Director Justin Mitchell (Ted Leo's Dirty Old Town) returns with a well-done documentary / live performance DVD that covers Death Cab For Cutie’s Spring 2004 tour. The whole thing was shot on 16mm film giving Drive Well, Sleep Carefully a beautiful and professional look to it. Mitchell’s editing is also excellent as interview clips that cover everything from why Ben Gibbard writes predominantly somber songs to the psychology behind touring, the band’s explosion into mainstream culture via "The OC," and the move to a major label carefully interwoven with live performances from across the country.
Death Cab has always been known for their lively sets and Mitchell captures that here. Two camera angles at each show allow for a full view of all the dancing and high-energy antics of the band. Fans of Death Cab’s older material may be a bit disappointed as “Company Calls,” “Prove My Hypotheses,” and “Bend To Squares” are the only pre-Photo Album tracks offered on the DVD, but otherwise the song selections are a good mix of the band’s last two albums.
Mitchell not only gives an idea of the band’s performance style, but also of their off-stage personas. Drummer Jason McGerr is reserved during his interview in a drum school where he most likely teaches, while Chris Walla beams like a proud father as he shows off his modest looking studio, and Gibbard comes off like an indie nerd who still can’t believe his band is a success. In the end, all the guys in Death Cab exhibit that they are not rock star wannabees, but simply down to earth people who love playing music.
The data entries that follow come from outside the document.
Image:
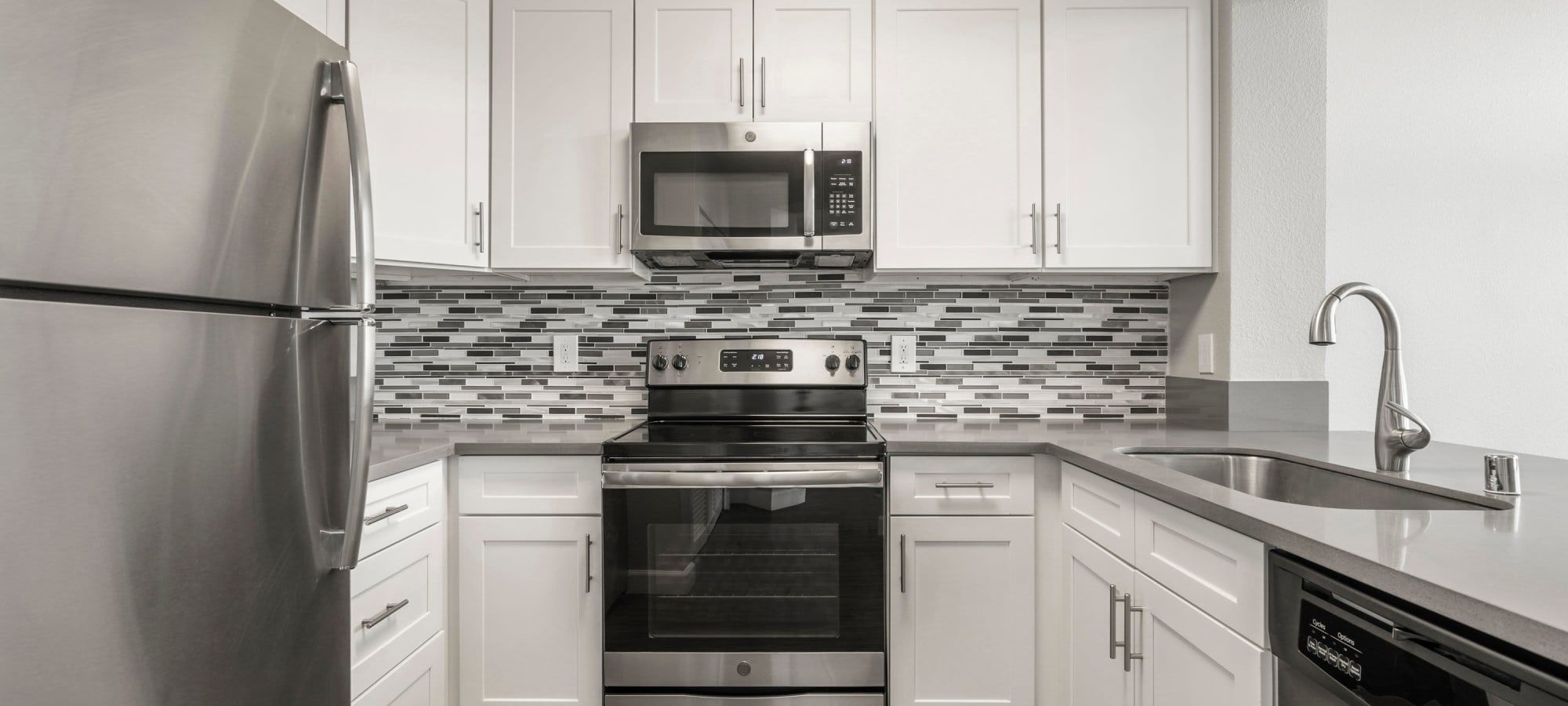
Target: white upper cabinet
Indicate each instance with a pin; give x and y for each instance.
(562, 120)
(962, 611)
(959, 136)
(426, 76)
(815, 60)
(327, 16)
(1130, 134)
(694, 62)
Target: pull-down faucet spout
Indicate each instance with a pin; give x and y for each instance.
(1393, 440)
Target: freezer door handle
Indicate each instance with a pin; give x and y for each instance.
(343, 87)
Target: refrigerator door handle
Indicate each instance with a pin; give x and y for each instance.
(344, 89)
(343, 545)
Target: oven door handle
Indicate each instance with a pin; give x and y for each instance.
(742, 475)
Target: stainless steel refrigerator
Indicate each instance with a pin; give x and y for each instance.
(183, 443)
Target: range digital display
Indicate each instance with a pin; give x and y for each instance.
(757, 360)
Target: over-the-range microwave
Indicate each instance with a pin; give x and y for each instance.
(752, 195)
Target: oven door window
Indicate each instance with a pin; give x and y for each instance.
(722, 194)
(744, 570)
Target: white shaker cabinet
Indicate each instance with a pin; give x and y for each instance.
(1130, 167)
(531, 611)
(426, 78)
(561, 128)
(962, 611)
(694, 62)
(1191, 660)
(1097, 669)
(815, 60)
(327, 16)
(959, 136)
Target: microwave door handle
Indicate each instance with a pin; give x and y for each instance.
(810, 206)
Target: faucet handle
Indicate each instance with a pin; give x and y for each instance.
(1414, 440)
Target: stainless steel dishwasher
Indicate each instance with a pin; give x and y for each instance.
(1343, 644)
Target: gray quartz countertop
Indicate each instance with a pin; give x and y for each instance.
(1501, 572)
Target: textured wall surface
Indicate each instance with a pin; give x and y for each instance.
(990, 352)
(1448, 181)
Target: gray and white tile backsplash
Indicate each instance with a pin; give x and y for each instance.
(987, 352)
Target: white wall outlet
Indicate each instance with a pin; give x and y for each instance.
(567, 354)
(904, 355)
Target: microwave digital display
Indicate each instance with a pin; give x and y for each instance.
(757, 362)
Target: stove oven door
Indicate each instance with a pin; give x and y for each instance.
(724, 577)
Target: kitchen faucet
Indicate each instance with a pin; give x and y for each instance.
(1393, 442)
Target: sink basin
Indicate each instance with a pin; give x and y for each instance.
(1282, 479)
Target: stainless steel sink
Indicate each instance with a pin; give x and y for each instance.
(1282, 479)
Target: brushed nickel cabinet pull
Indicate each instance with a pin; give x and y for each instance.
(387, 614)
(390, 512)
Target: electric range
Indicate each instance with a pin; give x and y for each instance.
(744, 530)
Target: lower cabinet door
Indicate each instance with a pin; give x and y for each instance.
(419, 682)
(1098, 671)
(531, 611)
(962, 611)
(1192, 660)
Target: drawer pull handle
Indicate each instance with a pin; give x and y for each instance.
(387, 614)
(385, 514)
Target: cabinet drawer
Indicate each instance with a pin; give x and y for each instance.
(1213, 567)
(962, 486)
(1100, 509)
(404, 591)
(529, 486)
(419, 682)
(399, 506)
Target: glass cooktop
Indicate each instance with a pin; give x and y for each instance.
(733, 442)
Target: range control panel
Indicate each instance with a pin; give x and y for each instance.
(739, 363)
(841, 194)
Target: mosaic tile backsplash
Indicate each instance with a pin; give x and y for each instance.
(987, 352)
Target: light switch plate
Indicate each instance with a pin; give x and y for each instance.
(904, 355)
(567, 354)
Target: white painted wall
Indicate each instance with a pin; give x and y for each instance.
(1448, 187)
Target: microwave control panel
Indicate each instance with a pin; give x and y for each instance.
(841, 189)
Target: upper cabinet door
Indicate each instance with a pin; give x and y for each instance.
(426, 76)
(562, 120)
(815, 60)
(327, 16)
(1130, 134)
(959, 134)
(694, 62)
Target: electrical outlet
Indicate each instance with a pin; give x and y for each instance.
(904, 355)
(567, 354)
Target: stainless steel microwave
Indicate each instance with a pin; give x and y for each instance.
(752, 195)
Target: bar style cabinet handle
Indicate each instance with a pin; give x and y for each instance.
(479, 227)
(902, 589)
(387, 614)
(620, 228)
(1062, 228)
(1034, 228)
(385, 514)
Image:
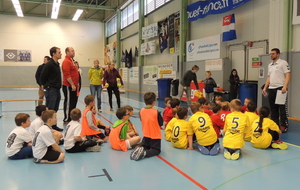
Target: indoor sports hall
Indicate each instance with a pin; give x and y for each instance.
(150, 42)
(172, 169)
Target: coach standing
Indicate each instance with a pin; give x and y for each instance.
(70, 83)
(278, 79)
(51, 80)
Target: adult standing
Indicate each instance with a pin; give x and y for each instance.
(70, 83)
(110, 77)
(278, 79)
(95, 76)
(37, 78)
(188, 77)
(51, 80)
(234, 80)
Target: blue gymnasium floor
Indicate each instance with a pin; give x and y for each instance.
(173, 169)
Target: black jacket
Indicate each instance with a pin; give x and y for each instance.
(51, 75)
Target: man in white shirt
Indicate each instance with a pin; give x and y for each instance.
(278, 79)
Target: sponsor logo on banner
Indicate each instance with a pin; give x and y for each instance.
(201, 9)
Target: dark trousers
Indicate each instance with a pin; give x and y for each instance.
(70, 101)
(151, 146)
(279, 113)
(52, 96)
(80, 146)
(117, 94)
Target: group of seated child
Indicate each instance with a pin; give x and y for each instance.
(42, 142)
(225, 120)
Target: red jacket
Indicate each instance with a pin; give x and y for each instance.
(70, 70)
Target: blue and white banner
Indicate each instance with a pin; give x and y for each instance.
(149, 31)
(204, 48)
(201, 9)
(228, 28)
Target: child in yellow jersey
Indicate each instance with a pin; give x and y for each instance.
(179, 136)
(169, 127)
(200, 124)
(265, 131)
(236, 125)
(251, 107)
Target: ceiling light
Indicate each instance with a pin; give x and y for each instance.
(77, 14)
(55, 9)
(18, 9)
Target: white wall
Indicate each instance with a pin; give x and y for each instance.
(40, 34)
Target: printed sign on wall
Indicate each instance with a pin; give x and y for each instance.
(203, 49)
(150, 74)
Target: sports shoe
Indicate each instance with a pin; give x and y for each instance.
(56, 128)
(236, 155)
(215, 149)
(99, 142)
(279, 144)
(227, 154)
(107, 132)
(283, 129)
(138, 153)
(36, 160)
(203, 150)
(95, 148)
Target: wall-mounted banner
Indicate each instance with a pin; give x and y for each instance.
(148, 48)
(134, 75)
(150, 74)
(166, 71)
(214, 65)
(203, 49)
(149, 31)
(201, 9)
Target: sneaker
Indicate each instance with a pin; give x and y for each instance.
(137, 153)
(203, 150)
(99, 142)
(283, 129)
(36, 160)
(56, 128)
(61, 142)
(215, 149)
(227, 154)
(95, 148)
(236, 155)
(279, 144)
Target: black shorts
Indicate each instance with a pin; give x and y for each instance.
(51, 155)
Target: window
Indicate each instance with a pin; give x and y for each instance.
(130, 14)
(111, 26)
(151, 5)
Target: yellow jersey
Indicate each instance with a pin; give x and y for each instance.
(236, 125)
(179, 137)
(252, 117)
(201, 124)
(264, 139)
(168, 129)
If the feature section of the DVD suffers from anything it is that it flows like a Death Cab album. There are exciting, attention grabbing moments, and then there are mellow, slow moving sections. If you are ready for some introspection and reflection on the part of the band you will be fine, but if you are looking for a quick blast through a tour that will keep your ADD at bay you may have some problems. Think about it this way: If you put Transatlanticism on while doing 80 down an empty stretch of highway, you are probably going to want to skip through the morose triple threat of “Tiny Vessels,” “Transatlanticism,” and “Passenger Seat,” but if you are lying back on your bed with headphones on you will allow the whole album to play out like the soundtrack to your daydreams.
The extras don’t offer much to get excited about. The three-song acoustic set from San Francisco is entertaining, but the other bonus material is far from it. The extra interviews are short and not very insightful, the “Lightness” demo montage comes off like a low budget music video, the rehearsal of “Stability” is more interesting sonically than visually, and Ben Gibbard walking around on the street as “behind the scenes” footage is not very electrifying.
This is a great DVD that succeeds because of its high level of quality and attention to detail. These are not clips that are simply thrown together, but instead scenes that form a cohesive whole. The film may open by stating that, “This is simply the story of a band on the road,” but there is nothing simple about the captivating end results.